2. A method, comprising: pumping a brine solution into a well; pumping a fluid containing a sodium silicate, a potassium silicate, or both, into the well; pumping a sealant into the well to restrict flow pathways within the formation; displacing the sealant from the well into a formation adjacent to the well; and reacting the alkali metal silicate with the brine to further restrict flow pathways within the formation.
3. A method, comprising: pumping a fluid containing a sodium silicate, a potassium silicate, or both, into the well; pumping a sealant comprising a brine solution, fibers, and particles into the well to restrict flow pathways within the formation; displacing the sealant from the well into a formation adjacent to the well; and reacting the alkali metal silicate with the brine to further restrict flow pathways within the formation.
4. The method of any of claims 1 -3, wherein the brine solution comprises sodium chloride, sodium bromide, calcium chloride, calcium bromide, or a combination thereof.
5. The method of any of claims 1 -4, further comprising pumping a spacer into the well between pumping the fluid containing a sodium silicate, a potassium silicate, or both into the well and pumping the sealant into the well.
6. The method of any of claims 1-5, wherein the brine solution is the base fluid for the sealant.
7. The method of any of claims 1 -6, further comprising, after displacing the sealant from the well, pumping a cementitious material into the well and displacing the cementitious material into the formation.
8. The method of claim 1 , wherein the brine solution contains suspended salt solids, the alkali metal silicate contains suspended alkali metal silicate solids, or both.
9. The method of claim 8, wherein the brine solution is a stabilized suspension, the fluid containing the alkali metal silicate is a stabilized suspension, or both.
10. The method of any of claims 1 to 9, wherein the brine solution, the fluid containing alkali metal silicate, and the sealant contains a bridging solid.
11. The method of any of claims 1 to 10, wherein a composition of the brine solution, a composition of the fluid containing alkali metal silicate, or both, are selected based on a pumping time to place the brine solution, the fluid containing alkali metal silicate, or both, within the formation.
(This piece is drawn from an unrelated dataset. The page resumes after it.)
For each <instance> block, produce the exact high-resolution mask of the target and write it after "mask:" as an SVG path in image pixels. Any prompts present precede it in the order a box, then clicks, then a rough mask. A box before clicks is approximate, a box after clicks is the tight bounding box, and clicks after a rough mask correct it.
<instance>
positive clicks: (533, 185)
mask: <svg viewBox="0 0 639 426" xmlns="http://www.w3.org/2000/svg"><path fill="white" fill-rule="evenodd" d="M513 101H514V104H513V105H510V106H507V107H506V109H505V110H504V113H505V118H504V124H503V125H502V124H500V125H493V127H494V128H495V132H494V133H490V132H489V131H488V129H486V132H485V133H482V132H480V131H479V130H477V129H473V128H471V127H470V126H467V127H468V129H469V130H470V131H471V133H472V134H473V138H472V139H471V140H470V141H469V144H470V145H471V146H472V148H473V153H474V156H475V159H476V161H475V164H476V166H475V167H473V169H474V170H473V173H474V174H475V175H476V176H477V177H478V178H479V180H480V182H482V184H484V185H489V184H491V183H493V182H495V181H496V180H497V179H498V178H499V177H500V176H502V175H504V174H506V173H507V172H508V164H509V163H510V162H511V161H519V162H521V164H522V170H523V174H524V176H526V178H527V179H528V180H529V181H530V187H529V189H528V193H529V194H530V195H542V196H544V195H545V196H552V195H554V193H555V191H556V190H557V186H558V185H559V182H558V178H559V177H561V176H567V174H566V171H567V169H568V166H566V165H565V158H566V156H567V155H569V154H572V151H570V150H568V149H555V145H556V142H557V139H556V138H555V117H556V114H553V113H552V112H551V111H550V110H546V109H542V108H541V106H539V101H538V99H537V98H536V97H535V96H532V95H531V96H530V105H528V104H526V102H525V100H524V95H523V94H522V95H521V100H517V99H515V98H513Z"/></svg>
12. The method of any of claims 1 to 11 , wherein the sealant is displaced from the well into the formation adjacent to the well using a drilling mud.
13. The method of any of claims 1 to 12, wherein the brine solution is a first brine solution, the fluid containing the alkali metal silicate is a first fluid, the sealant is a first sealant, the first brine, first fluid, the first sealant define a first fluid loss control treatment, and the first fluid loss control treatment is to be placed at a first location within the formation, and further comprising pumping a second fluid loss control treatment into the well to a second location within the formation, the second fluid loss control treatment comprising pumping a second brine solution to the second location, pumping a second fluid containing an alkali metal silicate to the second location, and pumping a second sealant to the second location.
14. The method of claim 13, wherein the second brine solution is different from the first brine solution, the second fluid containing an alkali metal silicate is different from the first fluid containing an alkali metal silicate, or both.
15. The method of any of claims 1 to 14, wherein the brine solution is a chloride or bromide solution.